The low thrumming, which had been a subtle presence at the edge of his hearing for some time now, intensified. It wasn't just sound; it was a physical pressure, a vibration that bypassed his ears and settled deep within his bones. It felt like being held inside a massive, resonant bell that had just been struck. The air around him thickened, taking on a viscous quality that made breathing feel like dragging water into his lungs.
He pressed a hand to his chest, the vibration a physical ache. It buzzed up his arm, into his teeth. A dull, insistent throb started behind his eyes. This wasn't the distant echo he was used to. This was the immediate vicinity of the source, and his body was protesting. His vision swam for a second, the edges of the warped post blurring as if his eyeballs themselves were resonating. The dread, which had been a cold knot in his gut, bloomed outwards, a sickly fear that was as much physical as it was psychological. His knees felt weak, the stone beneath him trembling faintly.
He gritted his teeth, forcing himself to look back towards the shimmering form of the Chorister. The resonant light within the entity pulsed brighter now, faster. With each surge of that inner light, the bone-deep vibration intensified. It felt like his very structure was being tested, rattled like loose stones in a tin can. A memory flashed unbidden – sitting in a creaking chapel pew, the weight of a thousand years of faith pressing down, and the feeling of being small, insignificant, but still part of something vast and sacred. Now, that smallness was back, but the vastness was alien, indifferent, and his body was just inconvenient material being shaken by its song.
The hum reached a crescendo, a soundless scream that resonated in his marrow. A section of the observation post's railing, a twisted length of what might once have been steel, began to vibrate violently. Fine dust showered from it. Then, it didn't break or bend, but seemed to... unravel. Like thread pulled from cloth, the metal separated into shimmering strands that hung in the air for a beat before dissolving entirely, leaving only a space where the railing had been.

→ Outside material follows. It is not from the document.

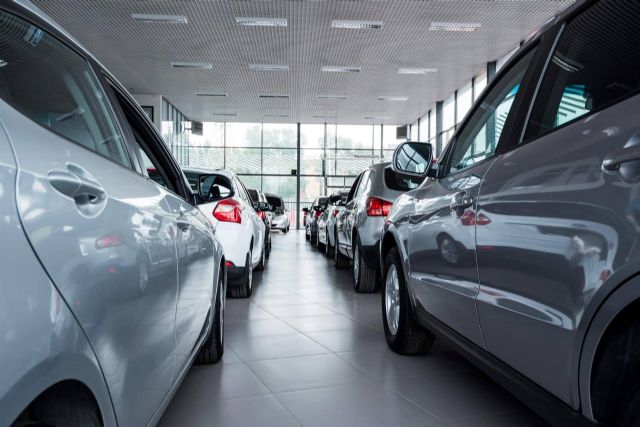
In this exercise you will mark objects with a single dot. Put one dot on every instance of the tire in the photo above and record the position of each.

Cyril flinched, scrambling back instinctively, though there was nowhere truly safe to go. The act wasn't one of destruction; it was an act of unmaking, a command issued by the Chorister's song and executed on the fabric of reality. He wasn't just observing the effects of the hum anymore. He was *in* the effect, a living, breathing thing caught in the wake of a being for whom matter was merely malleable code. His physical discomfort was the protest of his human form against being told it should dissolve, or perhaps reshape, or simply *be different*. His body was the instrument, vibrating under the alien touch of the Chorister, and the dread was the knowledge that the song could, at any moment, decide to play a different tune on him.